Snowflake Free Virtual Hands-on Lab DBT Airflow UV Docker

Pipeline using Snowflake, dbt core and Airflow

Airflow>DBT>Snowflake

This project will cover these topics:

  • Manage our packages with UV
  • Snowflake
    • RBAC (Role-Based Access Control)
    • Warehouse
    • Roles
    • Schemas
    • Views
    • Database
    • Users
    • Account connection
    • Worksheets
  • DBT project setup
    • dbt_project.yml
    • profiles.yml (Connections)
    • packages.yml (dbt_utils)
    • Macros
    • Data Mart
    • Staging
    • Tests (Generic and Singular)
  • Airflow
    • Install Astronomer
    • Deploy DBT project in Airflow
    • Build DAGS
    • Configure Connections

Prerequisites

  • A Snowflake account (you can use a Free-Trial)
  • Docker Windows

Step 1: Install and start UV

We will use UV to manage our environment. Use PIPX like this pipx install uv

Then initialize UV with uv init

Step 2: Install DBT-Core

uv add dbt-core dbt-snowflake

Step 3: Setup snowflake environment

-- Create accounts
use role accountadmin;

create warehouse COMPUTE_WH with warehouse_size='x-small';
create database if not exists dbt_db;
create role if not exists dbt_role;

-- Check permissions
show grants on warehouse COMPUTE_WH;

-- Grant permissions to user and dbt
grant role dbt_role to user DOUGCWB;
grant usage on warehouse COMPUTE_WH to role dbt_role;
grant all on database dbt_db to role dbt_role;
use role dbt_role;

create schema if not exists dbt_db.dbt_schema;

Step 4: Initialize and configure dbt

Initialize DBT

uv run dbt init

Configure the snowflake environment:

  1. Name the project: dbt_sf_pipeline
  2. Choose the snowflake option
  3. Account: In snowflake UI, go to Admin > Accounts and copy LOCATOR and ACCOUNT in this format: <account_locator>-<account_name>
  4. Your user when login to snowflake: dougcwb
  5. Password or whatever you choose to login
  6. role: dbt_role
  7. Warehouse: COMPUTE_WH
  8. Database: dbt_db
  9. Schema: dbt_schema
  10. Threads: 10

Step 5: configure dbt profile

Go to dbt folder and edit the dbt_profile.yaml

models:
  snowflake_workshop:
    staging:
      materialized: view
      snowflake_warehouse: dbt_wh
    marts:
      materialized: table
      snowflake_warehouse: dbt_wh

Now create profile.yml to keep manage profiles

dbt_sf_pipeline:
  target: dev
  outputs:
    dev:
      type: snowflake
      account: otpdfdd-ycb02066

      # User/password auth
      user: DOUGCWB
      password: <password>

      role: dbt_role
      database: dbt_db
      warehouse: COMPUTE_WH
      schema: dbt_schema
      threads: 10
      client_session_keep_alive: False

Step 6: Add dbt-labs

This dbt package contains macros that can be (re)used across dbt projects.

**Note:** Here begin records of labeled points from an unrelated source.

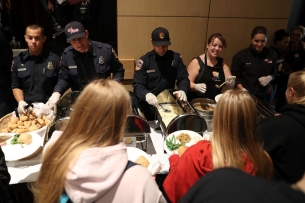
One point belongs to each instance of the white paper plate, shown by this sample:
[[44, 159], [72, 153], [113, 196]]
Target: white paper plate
[[192, 134], [134, 153], [18, 151], [218, 97]]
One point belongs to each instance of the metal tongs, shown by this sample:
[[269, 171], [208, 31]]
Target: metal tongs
[[165, 110]]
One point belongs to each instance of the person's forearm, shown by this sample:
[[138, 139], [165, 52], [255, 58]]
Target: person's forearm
[[18, 94], [192, 86], [240, 86]]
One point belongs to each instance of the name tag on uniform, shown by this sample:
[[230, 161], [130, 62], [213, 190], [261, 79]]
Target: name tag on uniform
[[151, 71], [21, 69]]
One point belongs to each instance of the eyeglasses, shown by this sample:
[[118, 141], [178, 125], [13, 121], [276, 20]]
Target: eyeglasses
[[295, 35]]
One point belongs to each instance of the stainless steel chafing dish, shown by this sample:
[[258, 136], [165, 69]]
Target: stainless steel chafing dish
[[137, 126], [263, 109], [182, 116]]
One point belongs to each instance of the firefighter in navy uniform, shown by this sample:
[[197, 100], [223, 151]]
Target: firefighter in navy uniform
[[158, 70], [35, 71], [7, 100], [84, 61]]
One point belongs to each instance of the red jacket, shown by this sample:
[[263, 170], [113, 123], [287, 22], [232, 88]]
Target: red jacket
[[187, 169]]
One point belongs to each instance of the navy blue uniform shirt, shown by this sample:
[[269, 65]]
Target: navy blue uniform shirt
[[154, 74], [248, 66], [35, 75], [77, 69]]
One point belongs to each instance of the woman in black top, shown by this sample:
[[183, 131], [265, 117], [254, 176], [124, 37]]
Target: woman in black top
[[255, 66], [208, 70], [295, 54], [278, 85]]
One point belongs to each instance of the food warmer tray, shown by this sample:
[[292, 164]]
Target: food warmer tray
[[137, 126], [263, 109], [182, 116]]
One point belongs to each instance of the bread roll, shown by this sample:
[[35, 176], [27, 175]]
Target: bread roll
[[181, 150], [33, 127], [14, 120], [20, 123], [24, 118], [25, 138], [41, 121], [21, 130], [142, 161]]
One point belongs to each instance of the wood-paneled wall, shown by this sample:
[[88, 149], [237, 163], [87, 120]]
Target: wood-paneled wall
[[190, 22]]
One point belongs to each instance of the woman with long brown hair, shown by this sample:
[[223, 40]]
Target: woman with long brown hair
[[234, 143], [209, 70], [283, 136], [88, 159]]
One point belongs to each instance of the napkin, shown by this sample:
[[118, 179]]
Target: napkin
[[155, 168]]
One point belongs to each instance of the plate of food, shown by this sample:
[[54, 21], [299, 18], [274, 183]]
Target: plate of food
[[180, 138], [139, 157], [18, 146], [218, 97]]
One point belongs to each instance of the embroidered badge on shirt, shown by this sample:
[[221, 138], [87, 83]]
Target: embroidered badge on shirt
[[173, 63], [115, 55], [139, 65], [151, 71], [215, 75], [50, 66], [161, 35], [101, 60], [21, 69]]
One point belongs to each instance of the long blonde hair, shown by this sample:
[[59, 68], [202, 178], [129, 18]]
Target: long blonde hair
[[98, 120], [297, 82], [234, 134]]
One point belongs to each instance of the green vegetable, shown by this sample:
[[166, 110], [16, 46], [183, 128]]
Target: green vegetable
[[15, 139], [172, 144]]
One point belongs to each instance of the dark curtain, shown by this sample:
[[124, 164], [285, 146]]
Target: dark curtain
[[103, 20]]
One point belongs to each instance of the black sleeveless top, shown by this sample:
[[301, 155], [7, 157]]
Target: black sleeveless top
[[210, 76]]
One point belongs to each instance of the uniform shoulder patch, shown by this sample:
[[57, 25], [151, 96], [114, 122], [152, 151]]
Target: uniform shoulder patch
[[139, 65], [115, 55], [12, 65]]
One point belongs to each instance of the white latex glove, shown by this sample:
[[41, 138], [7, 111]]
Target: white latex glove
[[181, 95], [21, 106], [231, 79], [151, 99], [201, 87], [265, 80], [51, 104]]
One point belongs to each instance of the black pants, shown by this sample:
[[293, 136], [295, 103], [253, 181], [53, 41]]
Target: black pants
[[7, 100]]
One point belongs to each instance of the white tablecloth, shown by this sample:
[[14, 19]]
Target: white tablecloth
[[27, 171]]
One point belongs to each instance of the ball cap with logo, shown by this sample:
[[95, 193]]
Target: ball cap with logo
[[160, 37], [74, 30]]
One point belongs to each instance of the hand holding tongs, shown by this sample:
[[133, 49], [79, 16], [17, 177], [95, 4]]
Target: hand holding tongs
[[165, 110]]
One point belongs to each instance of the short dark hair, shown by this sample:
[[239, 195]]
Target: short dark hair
[[35, 27], [299, 27], [259, 30], [218, 36], [279, 35]]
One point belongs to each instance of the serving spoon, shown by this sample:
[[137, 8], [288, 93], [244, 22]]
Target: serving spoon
[[219, 86], [165, 110]]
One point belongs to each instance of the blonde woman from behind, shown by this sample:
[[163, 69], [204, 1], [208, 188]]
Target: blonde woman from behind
[[88, 159], [234, 143]]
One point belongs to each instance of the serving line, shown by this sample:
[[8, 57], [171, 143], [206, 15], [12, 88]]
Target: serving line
[[27, 170]]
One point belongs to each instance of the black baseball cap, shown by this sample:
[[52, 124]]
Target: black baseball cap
[[74, 30], [160, 37]]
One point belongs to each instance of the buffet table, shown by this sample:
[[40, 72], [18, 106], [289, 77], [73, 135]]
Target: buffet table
[[27, 170]]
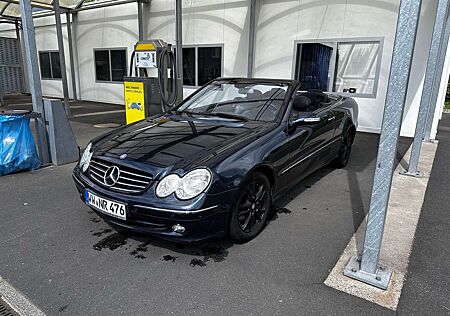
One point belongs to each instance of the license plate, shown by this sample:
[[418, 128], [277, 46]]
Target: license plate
[[106, 206]]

Go to dbt folder cd dbt_sf_pipeline and create a file packages.yml:

packages:
  - package: dbt-labs/dbt_utils
    version: ">=1.3.0"

Now run uv run dbt deps to download utils.

Step 7: Create source and staging files

Create models/staging/tpch_sources.yml

version: 2

sources:
  - name: tpch
    database: snowflake_sample_data
    schema: tpch_sf1
    tables:
      - name: orders
        columns:
          - name: o_orderkey
            tests:
              - unique
              - not_null
      - name: lineitem
        columns:
          - name: l_orderkey
            tests:
              - relationships:
                  to: source('tpch', 'orders')
                  field: o_orderkey

​Create staging models models/staging/stg_tpch_orders.sql

select
    o_orderkey as order_key,
    o_custkey as customer_key,
    o_orderstatus as status_code,
    o_totalprice as total_price,
    o_orderdate as order_date
from
    {{ source('tpch', 'orders') }}

​Create models/staging/stg_tpch_line_items.sql

select
    {{
        dbt_utils.generate_surrogate_key([
            'l_orderkey',
            'l_linenumber'
        ])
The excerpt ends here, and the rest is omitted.